The provision’s primary backers include Sen. Mike Lee of Utah, several Republican members of the Senate Energy and Natural Resources Committee, large residential developers, fossil fuel and mining companies, and private equity firms that see public land as cheap inventory.
But opposition is accelerating. Sens. Martin Heinrich of New Mexico and Ron Wyden of Oregon, both senior Democrats on the Senate Energy and Natural Resources Committee, have pledged to fight the inclusion of the land-sale mandate in the reconciliation bill. Even some Republicans from traditionally pro‑development states, such as Sen. James Risch of Idaho and Sen. Steve Daines of Montana—who cosponsored the amendment enabling large‑scale land sales, but later sought to distance himself by emphasizing narrow scope and expressing opposition—have acknowledged public concern over the lack of transparency and long‑term risks.

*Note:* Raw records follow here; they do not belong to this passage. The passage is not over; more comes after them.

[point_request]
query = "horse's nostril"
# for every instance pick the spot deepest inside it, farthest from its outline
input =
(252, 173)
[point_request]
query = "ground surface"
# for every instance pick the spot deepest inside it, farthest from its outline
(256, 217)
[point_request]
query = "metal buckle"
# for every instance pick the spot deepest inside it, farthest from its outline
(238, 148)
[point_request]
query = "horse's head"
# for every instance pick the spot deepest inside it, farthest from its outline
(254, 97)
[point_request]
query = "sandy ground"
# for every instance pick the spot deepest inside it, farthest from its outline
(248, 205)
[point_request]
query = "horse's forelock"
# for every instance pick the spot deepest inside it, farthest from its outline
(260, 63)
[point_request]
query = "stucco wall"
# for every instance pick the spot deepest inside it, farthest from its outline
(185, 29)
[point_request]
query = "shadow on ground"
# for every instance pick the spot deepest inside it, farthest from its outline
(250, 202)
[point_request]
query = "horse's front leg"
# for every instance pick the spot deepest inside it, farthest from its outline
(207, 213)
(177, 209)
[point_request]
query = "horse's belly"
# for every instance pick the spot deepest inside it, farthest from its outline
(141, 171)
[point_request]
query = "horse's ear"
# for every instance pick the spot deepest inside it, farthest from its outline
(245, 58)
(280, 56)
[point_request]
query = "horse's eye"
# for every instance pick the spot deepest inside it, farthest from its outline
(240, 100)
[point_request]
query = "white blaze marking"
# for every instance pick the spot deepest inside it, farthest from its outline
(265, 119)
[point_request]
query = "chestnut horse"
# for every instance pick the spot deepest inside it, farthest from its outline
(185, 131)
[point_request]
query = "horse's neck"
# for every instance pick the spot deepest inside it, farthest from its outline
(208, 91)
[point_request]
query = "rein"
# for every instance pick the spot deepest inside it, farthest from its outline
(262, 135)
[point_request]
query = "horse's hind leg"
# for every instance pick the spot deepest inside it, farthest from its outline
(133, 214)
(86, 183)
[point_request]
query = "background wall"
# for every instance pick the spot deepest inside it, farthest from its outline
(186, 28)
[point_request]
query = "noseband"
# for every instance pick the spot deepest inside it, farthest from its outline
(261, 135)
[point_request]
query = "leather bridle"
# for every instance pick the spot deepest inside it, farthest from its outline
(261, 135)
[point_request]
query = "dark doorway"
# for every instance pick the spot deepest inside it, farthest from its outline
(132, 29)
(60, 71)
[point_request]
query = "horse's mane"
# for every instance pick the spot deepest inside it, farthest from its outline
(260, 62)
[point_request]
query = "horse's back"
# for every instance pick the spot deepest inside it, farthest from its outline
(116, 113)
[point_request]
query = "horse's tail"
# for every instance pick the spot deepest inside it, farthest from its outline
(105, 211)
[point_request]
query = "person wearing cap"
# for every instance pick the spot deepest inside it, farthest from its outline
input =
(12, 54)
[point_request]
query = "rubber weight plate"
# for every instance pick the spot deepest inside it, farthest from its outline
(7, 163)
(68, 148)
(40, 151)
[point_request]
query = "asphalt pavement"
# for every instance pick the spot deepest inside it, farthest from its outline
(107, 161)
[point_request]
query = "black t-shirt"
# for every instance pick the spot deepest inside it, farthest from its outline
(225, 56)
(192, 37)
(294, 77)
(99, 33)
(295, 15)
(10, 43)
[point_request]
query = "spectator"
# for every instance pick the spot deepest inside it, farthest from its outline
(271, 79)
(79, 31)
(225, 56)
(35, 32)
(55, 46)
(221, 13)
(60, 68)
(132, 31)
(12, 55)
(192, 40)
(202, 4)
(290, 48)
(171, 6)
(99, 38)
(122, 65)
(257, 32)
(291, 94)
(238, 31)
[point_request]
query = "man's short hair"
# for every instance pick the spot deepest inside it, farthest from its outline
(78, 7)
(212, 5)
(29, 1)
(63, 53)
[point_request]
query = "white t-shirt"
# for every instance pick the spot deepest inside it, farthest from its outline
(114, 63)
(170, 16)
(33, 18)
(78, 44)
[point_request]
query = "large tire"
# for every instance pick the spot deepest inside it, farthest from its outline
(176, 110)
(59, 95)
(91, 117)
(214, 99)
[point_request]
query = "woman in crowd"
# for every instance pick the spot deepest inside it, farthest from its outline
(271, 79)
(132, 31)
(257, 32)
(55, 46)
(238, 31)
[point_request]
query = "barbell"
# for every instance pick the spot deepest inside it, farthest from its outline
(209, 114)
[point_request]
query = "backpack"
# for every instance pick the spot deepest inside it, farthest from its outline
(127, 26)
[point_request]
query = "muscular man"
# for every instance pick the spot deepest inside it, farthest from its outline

It is worth asking whether this land policy is a public act or a private arrangement with public consequences.
Tribal governments, conservation groups, small recreation businesses, and national advocacy organizations like the Theodore Roosevelt Conservation Partnership, Backcountry Hunters & Anglers, and Outdoor Alliance have publicly opposed the public land sell-off provision. They warn that the measure bypasses hearings and public input, threatens access to public lands, and endangers sacred sites, wildlife corridors, and rural economies. The Southern Utah Wilderness Alliance called it a direct threat to Utah’s redrock country, and multiple Indigenous groups have condemned the lack of tribal consultation.
And the land grab is happening in a political context where the Trump family, once again in the White House, is expanding its business empire, including foreign real estate deals. According to Eliot Brown of The Wall Street Journal, India’s richest man, Mukesh Ambani, is one of many international investors pouring money into Trump Organization developments. These include projects in real estate, cryptocurrency, and other sectors that stand to benefit from relaxed land-use and ownership rules. It is worth asking whether this land policy is a public act or a private arrangement with public consequences.
Public lands do more than store carbon. They store stories. They teach children the sound of a free-running stream. They preserve the last unbroken skies. They support a $1.2 trillion outdoor recreation economy that sustains 5 million jobs and helps recharge watersheds that irrigate crops across the American West.
The land they’re targeting is not empty. It is not surplus. It is alive. It is where the land still speaks in the languages of those who came before. Where every ridge holds a name, every stream a story. It’s where people go to breathe again. To walk without noise. To teach a child how water sounds. It’s where we remember we are small, and that smallness is sacred.
What’s being auctioned is not just land. It is access. It is silence. It is memory, future, belonging, and the last wild chance some people have to feel whole again.
Privatizing these lands is not only an economic and environmental betrayal. It is a moral one. This is not about housing. This is about extraction. This is about raw power, inherited greed, and the open theft of the commons. To do so is to erase the covenant between people and place, to sell the inheritance that binds generations.
And when it’s gone, it’s gone. You don’t replant a thousand-year-old forest. You don’t buy back a clean river. You don’t resurrect what you sold to a bulldozer.
Congress is moving fast, and the window to stop this is closing. The provision to force the sale of public lands is buried deep in a massive budget bill, shielded from public debate and poised to pass quietly behind a smokescreen of competing headlines. This is the moment to act. Delay means disappearance. Once these lands are gone, they do not come back.
Rep. John D. Dingell, America’s longest-serving member of Congress, often reminded us that public lands are more than state assets. He believed they are held in trust, stating plainly, “In democratic government, elected officials do not have power. They hold power in trust for the people who elected them.”
We were never meant to sell the sacred. But if we stay silent now, the lines on the map will be redrawn without us. The land will forget we were ever part of it.